Two coupled systems form a combined system. If some energies of the original systems are comparable, the combined system may have drastically altered characteristics. We may exemplarily consider some coupled harmonic oscillator, see figure on the left: two equal masses attached to some walls with springs of equal modulus. If there was no coupling at all, both masses would oscillate at the same frequency. If, however, both masses are connected with a third spring, there will be two eigenmodes of the system: a symmetric and an antisymmetric oscillation of the two masses. Both oscillations will happen at different frequencies. This detuning strongly depends on the coupling and is rather general. It can be observed in different fields of the natural sciences where we find different names for the phenomenon: avoided crossing for coupled two-level systems in quantum mechanics, hybridisation for interacting orbitals in chemistry, energy splitting in coupled mode theory and so on. There is probably also a name for it in twin studies for supportively and destructively “coupled states”...
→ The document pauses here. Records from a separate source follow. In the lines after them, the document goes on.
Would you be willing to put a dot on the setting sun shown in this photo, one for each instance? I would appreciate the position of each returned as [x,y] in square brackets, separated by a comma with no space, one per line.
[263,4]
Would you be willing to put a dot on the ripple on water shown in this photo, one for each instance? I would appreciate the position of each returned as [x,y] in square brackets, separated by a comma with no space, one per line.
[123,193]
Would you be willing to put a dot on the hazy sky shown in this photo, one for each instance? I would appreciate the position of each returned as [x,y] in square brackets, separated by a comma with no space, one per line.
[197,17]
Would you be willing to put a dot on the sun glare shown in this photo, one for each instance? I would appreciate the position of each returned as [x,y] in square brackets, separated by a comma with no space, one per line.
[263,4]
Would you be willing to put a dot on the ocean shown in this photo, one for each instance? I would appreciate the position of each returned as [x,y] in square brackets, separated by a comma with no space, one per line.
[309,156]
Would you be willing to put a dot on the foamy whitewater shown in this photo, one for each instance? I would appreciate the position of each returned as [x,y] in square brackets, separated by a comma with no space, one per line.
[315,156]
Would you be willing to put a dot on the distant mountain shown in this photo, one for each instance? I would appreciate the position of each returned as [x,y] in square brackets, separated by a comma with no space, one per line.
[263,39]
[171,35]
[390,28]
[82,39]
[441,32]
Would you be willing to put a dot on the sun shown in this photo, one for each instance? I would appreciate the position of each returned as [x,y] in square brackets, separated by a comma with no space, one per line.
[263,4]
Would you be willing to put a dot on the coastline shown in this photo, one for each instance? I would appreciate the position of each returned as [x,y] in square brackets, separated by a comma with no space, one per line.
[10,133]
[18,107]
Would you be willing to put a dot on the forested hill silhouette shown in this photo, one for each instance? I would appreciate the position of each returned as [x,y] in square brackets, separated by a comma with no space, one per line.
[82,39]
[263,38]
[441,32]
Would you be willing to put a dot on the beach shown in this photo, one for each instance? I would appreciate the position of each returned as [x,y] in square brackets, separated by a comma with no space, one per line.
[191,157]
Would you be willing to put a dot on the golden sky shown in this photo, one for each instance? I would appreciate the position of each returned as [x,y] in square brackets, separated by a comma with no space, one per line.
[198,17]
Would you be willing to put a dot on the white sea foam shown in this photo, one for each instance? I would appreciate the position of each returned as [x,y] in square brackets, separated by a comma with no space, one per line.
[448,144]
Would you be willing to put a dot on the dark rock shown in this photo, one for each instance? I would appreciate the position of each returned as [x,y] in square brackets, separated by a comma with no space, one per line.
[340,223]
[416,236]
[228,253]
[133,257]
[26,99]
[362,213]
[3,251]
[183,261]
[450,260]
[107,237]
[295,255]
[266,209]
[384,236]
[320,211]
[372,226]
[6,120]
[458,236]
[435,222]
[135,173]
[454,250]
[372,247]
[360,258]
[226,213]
However, a more physical state-of-the-art example is “Direct Observation of Controlled Coupling in an Individual Quantum Dot Molecule” published in Physical Review Letters 94 (2005) by Krenner et. al. The authors report the anticrossing for coupled quantum dots and how it can be tuned by an external electric field.